From 11969b32f60e562e1ebb569ace8318739960bcd9 Mon Sep 17 00:00:00 2001
From: thduynguyen <thduynguyen@gmail.com>
Date: Wed, 24 Sep 2014 22:19:47 -0400
Subject: [PATCH] fix gradient and gradientAtZero for linear constrained
 Jacobian, optionally scaled by the dual variables

---
 gtsam/linear/GaussianFactor.h        |  2 +-
 gtsam/linear/GaussianFactorGraph.cpp |  7 +++--
 gtsam/linear/GaussianFactorGraph.h   |  4 +--
 gtsam/linear/HessianFactor.cpp       |  8 +----
 gtsam/linear/HessianFactor.h         |  7 +++--
 gtsam/linear/JacobianFactor.cpp      | 46 ++++++++++++++++++++--------
 gtsam/linear/JacobianFactor.h        |  8 +++--
 7 files changed, 53 insertions(+), 29 deletions(-)

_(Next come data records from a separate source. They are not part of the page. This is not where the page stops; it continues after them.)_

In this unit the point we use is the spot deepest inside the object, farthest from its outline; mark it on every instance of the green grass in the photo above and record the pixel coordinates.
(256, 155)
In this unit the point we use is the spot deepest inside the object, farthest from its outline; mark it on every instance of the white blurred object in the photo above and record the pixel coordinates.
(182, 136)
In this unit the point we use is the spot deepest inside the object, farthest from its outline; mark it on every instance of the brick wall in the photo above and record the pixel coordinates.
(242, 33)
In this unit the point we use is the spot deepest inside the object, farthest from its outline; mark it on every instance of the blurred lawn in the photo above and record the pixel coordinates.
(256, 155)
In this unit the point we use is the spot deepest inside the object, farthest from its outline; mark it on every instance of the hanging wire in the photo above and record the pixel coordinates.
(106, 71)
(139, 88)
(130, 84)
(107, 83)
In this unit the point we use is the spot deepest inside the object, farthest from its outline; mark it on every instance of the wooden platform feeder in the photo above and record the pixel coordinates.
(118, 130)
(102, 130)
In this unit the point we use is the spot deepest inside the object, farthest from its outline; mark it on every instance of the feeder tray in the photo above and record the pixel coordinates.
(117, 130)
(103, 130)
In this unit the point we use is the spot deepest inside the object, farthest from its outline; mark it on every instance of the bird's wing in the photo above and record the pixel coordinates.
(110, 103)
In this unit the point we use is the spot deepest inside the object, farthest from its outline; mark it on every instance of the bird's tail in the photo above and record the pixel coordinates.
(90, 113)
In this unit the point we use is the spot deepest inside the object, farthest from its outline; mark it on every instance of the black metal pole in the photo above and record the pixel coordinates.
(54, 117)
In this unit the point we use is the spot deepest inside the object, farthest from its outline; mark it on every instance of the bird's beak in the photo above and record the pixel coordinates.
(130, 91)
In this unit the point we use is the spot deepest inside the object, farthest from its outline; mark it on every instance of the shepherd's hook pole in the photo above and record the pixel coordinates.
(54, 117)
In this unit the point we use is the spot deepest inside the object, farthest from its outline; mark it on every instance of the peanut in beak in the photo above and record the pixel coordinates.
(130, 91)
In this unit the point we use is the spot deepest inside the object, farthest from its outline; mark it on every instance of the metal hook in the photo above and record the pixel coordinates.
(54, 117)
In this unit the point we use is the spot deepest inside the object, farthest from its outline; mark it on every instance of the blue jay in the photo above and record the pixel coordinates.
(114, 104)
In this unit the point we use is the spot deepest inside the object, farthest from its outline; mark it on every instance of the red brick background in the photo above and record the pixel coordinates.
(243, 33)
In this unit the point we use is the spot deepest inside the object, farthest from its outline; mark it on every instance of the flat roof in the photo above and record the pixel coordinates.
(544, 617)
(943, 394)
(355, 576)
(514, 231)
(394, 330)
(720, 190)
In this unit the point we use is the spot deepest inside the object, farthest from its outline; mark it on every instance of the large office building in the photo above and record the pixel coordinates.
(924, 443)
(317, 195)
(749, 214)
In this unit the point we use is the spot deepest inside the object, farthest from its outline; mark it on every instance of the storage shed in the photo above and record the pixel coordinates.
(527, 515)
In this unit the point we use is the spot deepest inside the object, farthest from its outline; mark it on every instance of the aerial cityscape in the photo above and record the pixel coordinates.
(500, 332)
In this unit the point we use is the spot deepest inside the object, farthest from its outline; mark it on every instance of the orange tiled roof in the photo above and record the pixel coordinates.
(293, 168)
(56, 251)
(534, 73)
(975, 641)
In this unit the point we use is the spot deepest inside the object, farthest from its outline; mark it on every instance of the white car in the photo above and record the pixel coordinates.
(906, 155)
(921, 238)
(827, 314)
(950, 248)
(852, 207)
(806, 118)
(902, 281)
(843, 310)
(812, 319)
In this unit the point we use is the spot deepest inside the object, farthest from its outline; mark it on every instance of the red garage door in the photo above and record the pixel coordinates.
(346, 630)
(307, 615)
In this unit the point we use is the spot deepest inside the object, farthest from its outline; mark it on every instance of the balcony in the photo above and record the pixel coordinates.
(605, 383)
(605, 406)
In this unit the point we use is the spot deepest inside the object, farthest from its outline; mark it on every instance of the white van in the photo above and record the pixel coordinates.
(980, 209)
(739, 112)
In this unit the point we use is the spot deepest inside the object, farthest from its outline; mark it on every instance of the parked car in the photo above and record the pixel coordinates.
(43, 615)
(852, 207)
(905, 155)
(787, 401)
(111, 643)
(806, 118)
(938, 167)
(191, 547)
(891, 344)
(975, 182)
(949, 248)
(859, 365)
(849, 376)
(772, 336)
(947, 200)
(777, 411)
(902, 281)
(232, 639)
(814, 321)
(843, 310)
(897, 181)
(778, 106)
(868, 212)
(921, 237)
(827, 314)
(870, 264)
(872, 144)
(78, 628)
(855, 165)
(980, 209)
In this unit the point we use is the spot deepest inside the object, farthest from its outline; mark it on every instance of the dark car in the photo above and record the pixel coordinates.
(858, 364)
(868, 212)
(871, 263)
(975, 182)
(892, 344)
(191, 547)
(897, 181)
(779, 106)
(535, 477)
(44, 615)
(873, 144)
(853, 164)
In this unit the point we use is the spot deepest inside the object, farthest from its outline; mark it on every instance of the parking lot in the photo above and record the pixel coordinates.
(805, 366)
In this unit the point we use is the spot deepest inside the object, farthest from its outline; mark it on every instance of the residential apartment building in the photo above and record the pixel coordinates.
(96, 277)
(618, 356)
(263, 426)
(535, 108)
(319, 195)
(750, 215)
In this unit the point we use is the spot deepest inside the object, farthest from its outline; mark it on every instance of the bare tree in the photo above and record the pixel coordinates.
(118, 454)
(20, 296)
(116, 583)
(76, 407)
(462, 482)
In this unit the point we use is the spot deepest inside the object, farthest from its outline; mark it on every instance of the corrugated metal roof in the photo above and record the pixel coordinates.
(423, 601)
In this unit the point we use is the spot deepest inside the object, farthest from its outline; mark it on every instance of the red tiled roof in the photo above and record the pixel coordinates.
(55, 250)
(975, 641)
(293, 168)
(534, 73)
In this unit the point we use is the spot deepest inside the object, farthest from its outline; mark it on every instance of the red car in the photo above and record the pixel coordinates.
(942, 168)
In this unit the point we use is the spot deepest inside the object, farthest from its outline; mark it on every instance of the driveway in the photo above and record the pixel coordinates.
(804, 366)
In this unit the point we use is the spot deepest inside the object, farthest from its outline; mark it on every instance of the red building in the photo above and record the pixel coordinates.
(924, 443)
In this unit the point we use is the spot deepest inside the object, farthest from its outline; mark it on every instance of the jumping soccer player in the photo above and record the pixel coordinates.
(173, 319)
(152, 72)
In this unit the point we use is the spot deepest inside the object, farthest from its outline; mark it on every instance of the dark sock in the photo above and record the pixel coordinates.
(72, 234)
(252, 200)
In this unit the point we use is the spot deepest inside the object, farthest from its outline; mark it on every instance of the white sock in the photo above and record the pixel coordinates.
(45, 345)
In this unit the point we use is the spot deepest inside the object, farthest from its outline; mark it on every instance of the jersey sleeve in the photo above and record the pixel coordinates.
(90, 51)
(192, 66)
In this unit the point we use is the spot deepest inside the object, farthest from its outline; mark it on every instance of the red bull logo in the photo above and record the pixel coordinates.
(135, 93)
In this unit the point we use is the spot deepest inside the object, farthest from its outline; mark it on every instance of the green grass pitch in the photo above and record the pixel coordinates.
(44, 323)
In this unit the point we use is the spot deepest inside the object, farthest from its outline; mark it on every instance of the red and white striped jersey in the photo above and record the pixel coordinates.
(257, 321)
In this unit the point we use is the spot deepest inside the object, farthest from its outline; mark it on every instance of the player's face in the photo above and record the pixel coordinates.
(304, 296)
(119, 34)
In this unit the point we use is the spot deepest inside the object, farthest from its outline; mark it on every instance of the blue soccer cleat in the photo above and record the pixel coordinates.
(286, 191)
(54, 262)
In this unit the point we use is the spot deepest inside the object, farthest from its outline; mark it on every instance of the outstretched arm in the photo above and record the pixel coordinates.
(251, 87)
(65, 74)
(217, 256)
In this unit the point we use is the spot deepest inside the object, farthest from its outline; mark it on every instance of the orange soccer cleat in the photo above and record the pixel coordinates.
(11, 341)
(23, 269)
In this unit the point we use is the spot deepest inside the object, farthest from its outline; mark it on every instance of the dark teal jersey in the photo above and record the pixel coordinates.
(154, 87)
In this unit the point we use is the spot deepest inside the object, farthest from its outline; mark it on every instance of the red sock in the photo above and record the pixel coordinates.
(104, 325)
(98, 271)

diff --git a/gtsam/linear/GaussianFactor.h b/gtsam/linear/GaussianFactor.h
index 7f7562af0..366b494e5 100644
--- a/gtsam/linear/GaussianFactor.h
+++ b/gtsam/linear/GaussianFactor.h
@@ -128,7 +128,7 @@ namespace gtsam {
     virtual void multiplyHessianAdd(double alpha, const double* x, double* y) const = 0;
 
     /// A'*b for Jacobian, eta for Hessian
-    virtual VectorValues gradientAtZero(const boost::optional<Vector&> dual = boost::none) const = 0;
+    virtual VectorValues gradientAtZero(const boost::optional<const VectorValues&> negDuals = boost::none) const = 0;
 
     /// A'*b for Jacobian, eta for Hessian (raw memory version)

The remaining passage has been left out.